Why you can't truly create Rosenblatt's Perceptron with Keras

...and what to do about it!

It was January 1957 when a report was released by Cornell Aeronautical Laboratory. It was written by Frank Rosenblatt and titled The Perceptron - a Perceiving and Recognizing Automaton, which aimed to "formulate a brain analogue useful in analysis" (Rosenblatt, 1957).

In his work, he presented the perceptron- a one-neuron neural network that would eventually lie at the basis of many further developments in this field.

Since I'm currently investigating historical algorithms and because I use Keras on a daily basis for creating deep neural networks, I was interested in combining both - especially since I saw some blogs on the internet that had applied it too.

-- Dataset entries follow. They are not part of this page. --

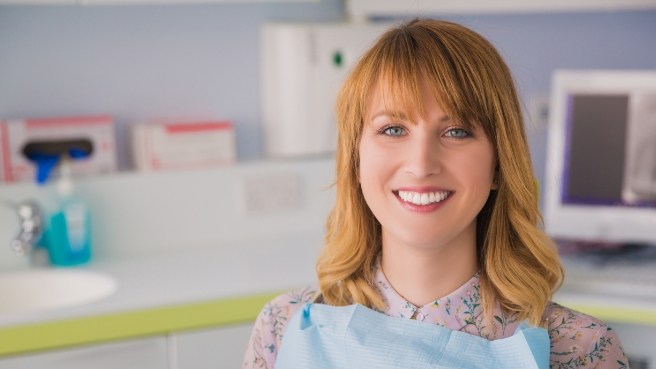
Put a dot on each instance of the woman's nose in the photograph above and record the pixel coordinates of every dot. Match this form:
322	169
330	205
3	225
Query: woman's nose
423	158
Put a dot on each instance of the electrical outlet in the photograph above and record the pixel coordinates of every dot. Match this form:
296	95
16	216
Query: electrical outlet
269	193
538	113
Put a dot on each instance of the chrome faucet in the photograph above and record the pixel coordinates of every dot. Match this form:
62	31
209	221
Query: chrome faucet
30	217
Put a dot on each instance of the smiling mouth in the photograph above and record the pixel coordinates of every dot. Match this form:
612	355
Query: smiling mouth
423	198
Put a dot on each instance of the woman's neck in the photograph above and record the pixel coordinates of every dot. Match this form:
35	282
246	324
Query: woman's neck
422	275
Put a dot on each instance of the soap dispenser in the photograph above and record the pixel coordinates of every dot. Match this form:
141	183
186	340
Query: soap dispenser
69	228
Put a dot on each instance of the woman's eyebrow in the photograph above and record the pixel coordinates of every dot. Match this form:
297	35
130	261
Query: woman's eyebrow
403	116
390	114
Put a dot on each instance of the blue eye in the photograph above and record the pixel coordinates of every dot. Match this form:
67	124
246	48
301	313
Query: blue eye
393	131
457	133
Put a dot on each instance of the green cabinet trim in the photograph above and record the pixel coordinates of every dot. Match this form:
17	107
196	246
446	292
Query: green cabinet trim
616	314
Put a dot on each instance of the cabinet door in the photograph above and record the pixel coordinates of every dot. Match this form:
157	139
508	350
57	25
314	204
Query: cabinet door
138	354
212	348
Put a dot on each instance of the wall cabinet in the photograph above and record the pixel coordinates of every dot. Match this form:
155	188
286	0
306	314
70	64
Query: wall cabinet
366	8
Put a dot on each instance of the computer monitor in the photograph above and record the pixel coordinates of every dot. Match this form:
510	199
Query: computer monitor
601	157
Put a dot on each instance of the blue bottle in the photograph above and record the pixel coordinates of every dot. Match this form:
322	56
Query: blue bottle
68	235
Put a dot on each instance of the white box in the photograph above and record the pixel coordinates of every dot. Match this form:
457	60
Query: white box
15	134
303	66
183	144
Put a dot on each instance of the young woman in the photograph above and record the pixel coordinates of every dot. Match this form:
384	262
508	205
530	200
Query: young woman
433	255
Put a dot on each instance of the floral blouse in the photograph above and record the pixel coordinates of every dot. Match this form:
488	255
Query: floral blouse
577	340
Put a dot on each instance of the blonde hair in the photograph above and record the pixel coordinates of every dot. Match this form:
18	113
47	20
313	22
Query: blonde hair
519	265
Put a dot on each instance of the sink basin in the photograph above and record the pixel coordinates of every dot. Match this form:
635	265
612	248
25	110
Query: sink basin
43	289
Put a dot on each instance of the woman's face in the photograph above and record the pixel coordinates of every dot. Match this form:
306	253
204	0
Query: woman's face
424	178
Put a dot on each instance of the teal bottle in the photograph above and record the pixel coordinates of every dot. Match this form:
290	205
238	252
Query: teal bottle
68	236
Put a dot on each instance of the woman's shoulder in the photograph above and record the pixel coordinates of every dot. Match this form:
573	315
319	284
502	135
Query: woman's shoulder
579	340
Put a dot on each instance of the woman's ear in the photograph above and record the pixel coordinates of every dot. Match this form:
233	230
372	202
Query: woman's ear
495	179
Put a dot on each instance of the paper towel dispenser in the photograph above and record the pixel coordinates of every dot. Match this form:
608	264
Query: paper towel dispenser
303	66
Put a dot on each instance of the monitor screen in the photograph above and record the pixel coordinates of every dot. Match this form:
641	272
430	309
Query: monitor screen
601	157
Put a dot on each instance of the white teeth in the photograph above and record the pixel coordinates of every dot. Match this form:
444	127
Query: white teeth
424	198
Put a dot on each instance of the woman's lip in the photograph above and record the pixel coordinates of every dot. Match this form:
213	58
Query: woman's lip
422	208
421	189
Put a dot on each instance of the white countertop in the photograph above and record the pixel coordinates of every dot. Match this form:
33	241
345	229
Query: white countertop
194	275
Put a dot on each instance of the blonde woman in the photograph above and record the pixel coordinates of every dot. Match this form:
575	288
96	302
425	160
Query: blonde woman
433	256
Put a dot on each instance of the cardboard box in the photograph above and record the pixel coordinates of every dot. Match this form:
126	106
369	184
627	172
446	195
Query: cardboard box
15	134
183	144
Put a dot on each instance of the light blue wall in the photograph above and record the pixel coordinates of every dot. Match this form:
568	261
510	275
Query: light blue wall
135	62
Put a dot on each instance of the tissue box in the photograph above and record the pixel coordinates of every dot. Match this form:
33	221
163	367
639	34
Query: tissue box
183	145
15	134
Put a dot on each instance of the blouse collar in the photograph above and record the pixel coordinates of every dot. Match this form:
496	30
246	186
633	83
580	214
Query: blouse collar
455	310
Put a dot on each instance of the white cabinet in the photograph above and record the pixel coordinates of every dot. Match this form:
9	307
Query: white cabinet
211	348
214	348
148	353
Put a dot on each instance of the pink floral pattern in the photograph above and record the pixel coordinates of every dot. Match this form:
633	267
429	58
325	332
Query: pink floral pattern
577	340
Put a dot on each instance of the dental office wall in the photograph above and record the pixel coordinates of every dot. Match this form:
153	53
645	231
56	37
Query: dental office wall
144	61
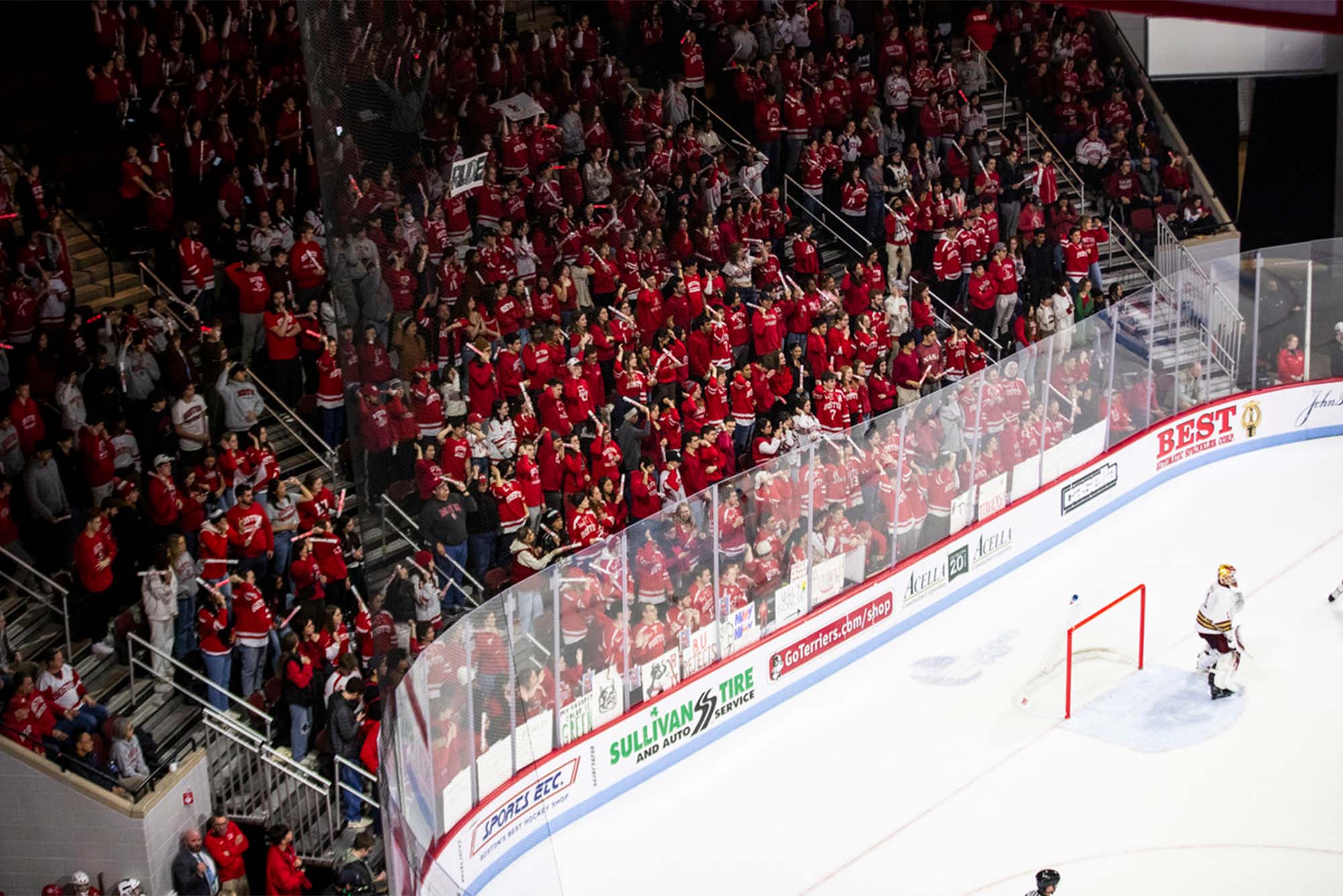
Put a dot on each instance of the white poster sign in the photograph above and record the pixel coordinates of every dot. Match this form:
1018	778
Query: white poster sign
829	579
495	766
468	173
961	510
699	648
577	718
855	564
661	674
519	107
535	738
1025	478
993	495
790	601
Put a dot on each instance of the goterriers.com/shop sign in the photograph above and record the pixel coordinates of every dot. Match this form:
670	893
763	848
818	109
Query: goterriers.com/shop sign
848	626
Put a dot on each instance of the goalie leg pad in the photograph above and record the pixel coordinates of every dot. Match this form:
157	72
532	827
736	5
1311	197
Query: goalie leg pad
1225	670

Rather unfortunately, I ran into trouble relatively quickly. And it all had to do with the fact that Keras to me seems unsuitable for creating the Perceptron - you can get close to it, but you cannot replicate it exactly.

Why?

That's what I will cover in this blog. First, I'm going to take a look at the internals of a perceptron. I cover how data is propagated through it and how this finally yields a (binary) output with respect to the preferred class. Subsequently, I'll try to replicate it in Keras ... until the point that you'll see me fail. I will then introduce the Perceptron Learning Rule that is used for optimizing the weights of the perceptron, based on one of my previous posts. Based on how deep neural networks are optimized, i.e. through Stochastic Gradient Descent (SGD) or a SGD-like optimizer, I will then show you why Keras cannot be used for single-layer perceptrons.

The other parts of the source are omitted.